President Obama has his own immigration plan with even more generous provisions for illegal immigrants, but it is not much worse than the Gang-of-Eight plan. The Gang-of-Eight is deceptively comparing their amnesty as more conservative than Obama’s plan. But it is not conservative at all. The plans are identical in most respects. In my opinion, the Obama Plan was deliberately leaked as part of a joint stratagem with the Gang-of-Eight to portray the Gang’s plan as a “moderate” alternative to Obama’s plan in order to get more Republican votes. This is outrageous misrepresentation.
NumbersUSA CEO Roy Beck points out that both the Gang-of-Eight and the Obama plans will give INSTANT ANMESTY and work permits to illegal aliens while remaining silent on the impact on 20 Million Americans who cannot find full-time work.
The Gang-of-Eight and Obama plans both fail to mandate immediate E-Verify. This will leave a visa-violation hole big enough to drive ten million illegals through in a few years.

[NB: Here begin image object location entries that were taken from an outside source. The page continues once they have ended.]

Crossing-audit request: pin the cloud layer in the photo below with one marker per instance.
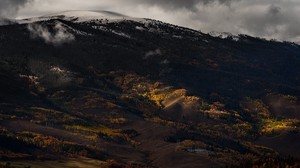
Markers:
(9, 8)
(57, 36)
(272, 19)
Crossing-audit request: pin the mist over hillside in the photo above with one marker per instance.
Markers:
(101, 89)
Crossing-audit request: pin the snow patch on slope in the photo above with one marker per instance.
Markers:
(79, 16)
(225, 35)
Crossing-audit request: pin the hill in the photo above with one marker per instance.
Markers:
(99, 88)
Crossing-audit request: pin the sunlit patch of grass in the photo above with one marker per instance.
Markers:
(68, 163)
(275, 127)
(95, 129)
(119, 120)
(104, 132)
(44, 115)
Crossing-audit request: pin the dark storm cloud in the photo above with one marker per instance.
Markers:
(179, 4)
(278, 19)
(9, 8)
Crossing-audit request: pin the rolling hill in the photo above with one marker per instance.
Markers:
(100, 89)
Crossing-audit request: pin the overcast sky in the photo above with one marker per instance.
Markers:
(278, 19)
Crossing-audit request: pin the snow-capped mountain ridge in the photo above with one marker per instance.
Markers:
(80, 16)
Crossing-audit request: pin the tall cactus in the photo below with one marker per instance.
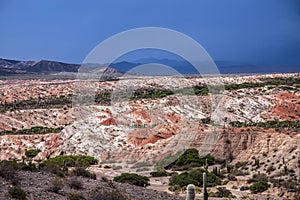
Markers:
(205, 194)
(190, 192)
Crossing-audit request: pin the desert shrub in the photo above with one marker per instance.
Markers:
(104, 194)
(270, 169)
(194, 177)
(168, 160)
(191, 158)
(7, 170)
(74, 196)
(222, 192)
(258, 187)
(239, 173)
(133, 179)
(32, 153)
(231, 177)
(141, 164)
(143, 169)
(159, 173)
(54, 169)
(117, 167)
(258, 178)
(72, 161)
(56, 186)
(75, 183)
(80, 171)
(143, 93)
(16, 192)
(18, 166)
(240, 164)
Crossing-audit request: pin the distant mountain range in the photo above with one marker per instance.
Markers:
(13, 67)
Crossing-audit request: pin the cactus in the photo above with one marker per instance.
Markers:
(215, 171)
(190, 192)
(205, 194)
(205, 165)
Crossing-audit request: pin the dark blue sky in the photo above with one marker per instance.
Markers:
(265, 32)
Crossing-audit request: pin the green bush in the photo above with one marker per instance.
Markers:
(74, 196)
(75, 183)
(258, 187)
(191, 158)
(16, 192)
(258, 178)
(105, 194)
(160, 173)
(72, 161)
(133, 179)
(80, 171)
(32, 153)
(194, 177)
(222, 192)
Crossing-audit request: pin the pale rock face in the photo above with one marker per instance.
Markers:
(14, 146)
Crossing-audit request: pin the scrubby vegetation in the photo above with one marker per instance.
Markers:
(189, 159)
(133, 179)
(260, 186)
(160, 173)
(16, 192)
(195, 177)
(80, 171)
(31, 153)
(71, 161)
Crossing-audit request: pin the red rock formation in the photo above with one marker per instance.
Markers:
(108, 122)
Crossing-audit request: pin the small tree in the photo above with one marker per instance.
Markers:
(258, 187)
(133, 179)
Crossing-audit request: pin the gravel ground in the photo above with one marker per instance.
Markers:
(37, 184)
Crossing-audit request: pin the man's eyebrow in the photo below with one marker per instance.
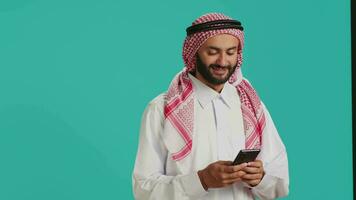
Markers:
(217, 48)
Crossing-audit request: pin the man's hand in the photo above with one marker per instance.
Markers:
(254, 173)
(221, 174)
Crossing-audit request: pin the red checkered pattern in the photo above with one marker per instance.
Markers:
(179, 106)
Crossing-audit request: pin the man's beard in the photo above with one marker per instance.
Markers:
(208, 76)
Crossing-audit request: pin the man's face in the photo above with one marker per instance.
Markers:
(217, 59)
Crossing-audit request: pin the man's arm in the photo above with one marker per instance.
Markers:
(149, 179)
(275, 181)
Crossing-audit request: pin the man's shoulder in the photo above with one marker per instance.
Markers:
(157, 103)
(158, 100)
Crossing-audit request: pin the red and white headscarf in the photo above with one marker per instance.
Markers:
(179, 102)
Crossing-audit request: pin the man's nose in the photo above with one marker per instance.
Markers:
(222, 60)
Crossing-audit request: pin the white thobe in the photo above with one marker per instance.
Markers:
(218, 135)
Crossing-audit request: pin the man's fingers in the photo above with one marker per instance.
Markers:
(230, 181)
(252, 170)
(224, 162)
(239, 167)
(232, 168)
(251, 182)
(256, 163)
(252, 176)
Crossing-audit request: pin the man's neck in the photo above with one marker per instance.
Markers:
(218, 88)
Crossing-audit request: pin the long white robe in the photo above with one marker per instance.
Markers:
(218, 135)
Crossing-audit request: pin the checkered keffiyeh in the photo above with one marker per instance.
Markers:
(179, 102)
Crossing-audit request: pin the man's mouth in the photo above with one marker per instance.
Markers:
(219, 70)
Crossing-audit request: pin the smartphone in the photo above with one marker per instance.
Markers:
(246, 155)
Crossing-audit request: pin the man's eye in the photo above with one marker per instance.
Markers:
(230, 53)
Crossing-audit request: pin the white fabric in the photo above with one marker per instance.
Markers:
(218, 135)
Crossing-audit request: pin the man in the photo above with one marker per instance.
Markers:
(190, 134)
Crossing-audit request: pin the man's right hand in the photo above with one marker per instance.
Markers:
(221, 174)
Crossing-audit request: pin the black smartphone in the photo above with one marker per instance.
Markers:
(246, 155)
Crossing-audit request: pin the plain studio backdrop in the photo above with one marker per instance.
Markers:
(75, 77)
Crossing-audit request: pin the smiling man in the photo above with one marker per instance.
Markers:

Neither Gang-of-Eight nor Obama calls for implementation of an entry-exit system to monitor 45 million foreign tourist visas per year.
Neither Gang-of-Eight nor Obama honestly addresses the enormous costs involved in giving millions of illegal immigrants the right to government welfare, Social Security, Medicare, and Medicaid. As usual, they are trying to hide them.
Beck also reminds us that both the Gang-of-Eight and Obama plans would perpetuate Chain Migration, providing a multiple assault on American jobs and infrastructure.
Neither plan deals with the inevitable impact of all amnesties. They generate disrespect for the law and bring millions of additional illegal immigrants hoping to take advantage of current and future amnesties. Based on prior amnesties, Giving 11 million amnesties will result in another 22 to 33 million illegal immigrants within a decade. The economic and social damage of that is almost incalculable.
The Gang-of-Eight proposal, which its advocates are shamefully presenting as a moderate alternative to Obama’s only slightly more villainous plan, is a recipe for national catastrophe on a huge scale. Its provisions are incredibly foolish and destructive.